I am pretty sure I have read a research article or two about adult learners and yadda yadda, this is not my field of expertise at all- So I pose the question to anyone who can give their two cents!!

Shine Always,
Autumn Frisco

  • thumb
    Aug 1 2011: could you please elaborate what do you have in mind? i'm not sure whether you plan to make the curriculum evidence based, and throw out outdated information. or you want to teach children to think along these lines, seek for evidence, change views when encountering new evidence, and so on. or you want the teaching methods to be a subject to continuous reform based on hard evidence about their effectiveness, as opposed to following traditions and routines.

    all of these seem to be a good thing to me.
    • Aug 1 2011: Wow I like what you say about teaching children to seek for evidence, and be open to a change of views with new evidence! Including children in the process of change would be one way to do this. I was impressed and pleased when I saw how Jamie Oliver got the children involved in changing the system. What an awesome lesson the children both are learning and teaching. Much likehealthcare forgetting it's most valuable resource, the patient - are school boards willing to include theirs, their students?

      The idea I was shooting for was your last- continuous reform with freedom from traditions and routines. I think I should also clarify the freedom would be allowed under the scientific method as almost an umbrella for nay sayers and shield against policy and procedurewhen planning to implement. Teach teachers how to utilize how to work with scientific methods to validate what they might already be doing or to encourage them to collaborate and seek out other successes.
  • Aug 12 2011: It seems to me that the question and many of the responses actually relate to evidence-based ASSESSMENT of learning (e.g. grades, standardized tests). That has its pros and cons, but that is not really 'evidence-based learning". Evidence-based learning would be learning that is based on evidence. That happens (or fails to happen) in laboratory classes. But it could, and probably should, be tried in other types of classes. In many subjects students could be presented with the evidence that supports the facts, not just the facts themselves.
    • Aug 12 2011: I am interested in what you had to say, could you clarify what you mean by laboratory classes vs other types of classes?
      • Aug 13 2011: Some classes, particularly those in the physical sciences, incorporate periods of time in a laboratory conducting various experiments. These classes naturally lend themselves to learning based upon examining evidence. Other classes could also include more consideration of the evidence supporting the course material. For instance, history classes could present the evidence of historical records. Courses in evolution could present the DNA and fossil evidence.

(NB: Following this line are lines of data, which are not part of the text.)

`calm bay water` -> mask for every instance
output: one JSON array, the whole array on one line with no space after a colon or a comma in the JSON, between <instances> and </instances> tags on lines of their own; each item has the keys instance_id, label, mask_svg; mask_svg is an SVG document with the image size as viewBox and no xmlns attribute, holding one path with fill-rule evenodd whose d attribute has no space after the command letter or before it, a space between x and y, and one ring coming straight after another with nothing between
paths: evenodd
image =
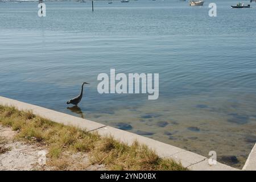
<instances>
[{"instance_id":1,"label":"calm bay water","mask_svg":"<svg viewBox=\"0 0 256 182\"><path fill-rule=\"evenodd\" d=\"M36 2L0 3L0 95L241 168L256 142L256 4L213 2L215 18L208 1L47 2L43 18ZM159 99L99 94L110 68L159 73ZM84 81L80 110L67 108Z\"/></svg>"}]
</instances>

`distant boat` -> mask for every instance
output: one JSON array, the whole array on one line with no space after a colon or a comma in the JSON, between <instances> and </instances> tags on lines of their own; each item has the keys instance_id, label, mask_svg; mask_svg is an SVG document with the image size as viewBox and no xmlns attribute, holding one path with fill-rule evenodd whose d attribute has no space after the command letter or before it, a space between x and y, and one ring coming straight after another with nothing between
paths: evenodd
<instances>
[{"instance_id":1,"label":"distant boat","mask_svg":"<svg viewBox=\"0 0 256 182\"><path fill-rule=\"evenodd\" d=\"M250 5L247 5L247 6L245 6L245 4L242 4L240 2L238 2L237 5L237 6L231 6L232 8L245 8L245 7L250 7Z\"/></svg>"},{"instance_id":2,"label":"distant boat","mask_svg":"<svg viewBox=\"0 0 256 182\"><path fill-rule=\"evenodd\" d=\"M192 1L189 2L189 6L203 6L204 5L203 1Z\"/></svg>"}]
</instances>

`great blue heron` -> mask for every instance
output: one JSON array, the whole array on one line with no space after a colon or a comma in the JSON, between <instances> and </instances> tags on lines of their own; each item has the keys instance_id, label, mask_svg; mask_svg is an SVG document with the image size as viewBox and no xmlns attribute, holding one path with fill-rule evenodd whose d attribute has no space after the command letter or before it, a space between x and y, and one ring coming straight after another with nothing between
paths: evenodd
<instances>
[{"instance_id":1,"label":"great blue heron","mask_svg":"<svg viewBox=\"0 0 256 182\"><path fill-rule=\"evenodd\" d=\"M67 104L72 104L73 105L77 106L77 104L79 104L79 103L80 102L81 100L82 100L82 91L84 90L84 84L89 84L86 83L86 82L83 82L82 85L82 88L81 89L81 93L80 93L80 95L78 96L76 96L76 97L73 98L72 100L67 102Z\"/></svg>"}]
</instances>

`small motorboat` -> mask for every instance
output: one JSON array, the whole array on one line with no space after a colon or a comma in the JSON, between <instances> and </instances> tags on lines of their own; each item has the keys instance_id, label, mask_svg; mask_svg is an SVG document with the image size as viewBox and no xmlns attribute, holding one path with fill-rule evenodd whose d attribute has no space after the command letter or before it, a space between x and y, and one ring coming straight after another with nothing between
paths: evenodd
<instances>
[{"instance_id":1,"label":"small motorboat","mask_svg":"<svg viewBox=\"0 0 256 182\"><path fill-rule=\"evenodd\" d=\"M237 6L231 6L232 8L244 8L244 7L250 7L250 5L247 5L247 6L245 6L245 4L243 3L241 3L240 2L238 2L238 3L237 3Z\"/></svg>"},{"instance_id":2,"label":"small motorboat","mask_svg":"<svg viewBox=\"0 0 256 182\"><path fill-rule=\"evenodd\" d=\"M203 1L192 1L189 2L189 6L203 6L204 5Z\"/></svg>"}]
</instances>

        But I think this particular topic was introduced in this conversation simply by a quirk in the wording of the original question: "How can we create Evidence-Based Learning?" It appears that the intent of the question was to provoke a discussion concerning GATHERING evidence OF learning, rather than PRESENTING evidence as an IMPETUS to learning. Unless someone is interested in the latter topic, we can return to the "evidence OF learning" topic.
  • thumb
    Aug 1 2011: I thought that is what internship is all about ? Hands-on ???
  • thumb
    Aug 1 2011: I think evidence is the heritage of bureaucrats and we should be steering away from it.

    We don't need to improve learning in young people because they do that naturally.

    We can work on the environments in which students learn by untethering the system from evidence, paperwork, statistics and all the other administration guff that has constantly directed teachers' focus away from their students.

    The best ideas float to the top and have always done, even before Web 2.0!
    • Aug 6 2011: Floating takes a long time in many cases- and what I suggest is different than what exsists only that it is empowering the people to continously change the system. This empowerment can lead to less apathy and more willingness for teachers to teach the way the inherently know their students learn- avoid being caught in webs of policy and procedure.

      People when empowered live more passionately helping to nuetralize the ill effect incentives have on the education system. It increases satisfaction with the career for those who find a calling in teaching!